We propose a system for differentiating through solutions to geometry processing problems. Our system differentiates a broad class of geometric algorithms, exploiting existing fast problem-specific schemes common to geometry processing, including local-global and ADMM solvers. It is compatible with machine learning frameworks, opening doors to new classes of inverse geometry processing applications. We marry the scatter-gather approach to mesh processing with tensor-based workflows and rely on the adjoint method applied to user-specified imperative code to generate an efficient backward pass behind the scenes. We demonstrate our approach by differentiating through mean curvature flow, spectral conformal parameterization, geodesic distance computation, and as-rigid-as-possible deformation, examining usability and performance on these applications. Our system allows practitioners to differentiate through existing geometry processing algorithms without needing to reformulate them, resulting in low implementation effort, fast runtimes, and lower memory requirements than differentiable optimization tools not tailored to geometry processing.
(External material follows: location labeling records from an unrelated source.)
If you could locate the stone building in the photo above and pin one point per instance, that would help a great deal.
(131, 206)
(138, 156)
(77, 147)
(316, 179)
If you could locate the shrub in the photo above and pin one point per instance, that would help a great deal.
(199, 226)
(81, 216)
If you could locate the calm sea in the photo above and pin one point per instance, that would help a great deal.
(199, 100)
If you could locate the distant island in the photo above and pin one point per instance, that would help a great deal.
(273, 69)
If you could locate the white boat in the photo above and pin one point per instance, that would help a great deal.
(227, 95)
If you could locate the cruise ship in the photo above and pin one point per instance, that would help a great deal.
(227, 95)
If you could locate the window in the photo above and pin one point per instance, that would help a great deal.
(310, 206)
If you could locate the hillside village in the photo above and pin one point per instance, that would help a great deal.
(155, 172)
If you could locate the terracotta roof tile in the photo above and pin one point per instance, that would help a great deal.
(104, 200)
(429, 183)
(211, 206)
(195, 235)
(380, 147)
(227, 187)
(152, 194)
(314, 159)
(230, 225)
翻译：我们提出了一种对几何处理问题解进行微分计算的系统。该系统能够对广泛类别的几何算法进行微分，充分利用了几何处理中常见的现有快速问题专用方案，包括局部-全局求解器和交替方向乘子法求解器。本系统与机器学习框架兼容，为新型逆向几何处理应用开启了大门。我们将网格处理的散射-聚集方法与基于张量的工作流相结合，并依托应用于用户指定命令式代码的伴随方法，在后台生成高效的反向传播过程。我们通过对平均曲率流、谱共形参数化、测地距离计算以及尽可能刚性变形进行微分计算来验证本方法，并考察了这些应用场景下的可用性与性能。本系统使实践者能够对现有几何处理算法直接进行微分，无需重新构建算法框架，相较于非针对几何处理定制的可微分优化工具，实现了更低的实现成本、更快的运行速度以及更少的内存需求。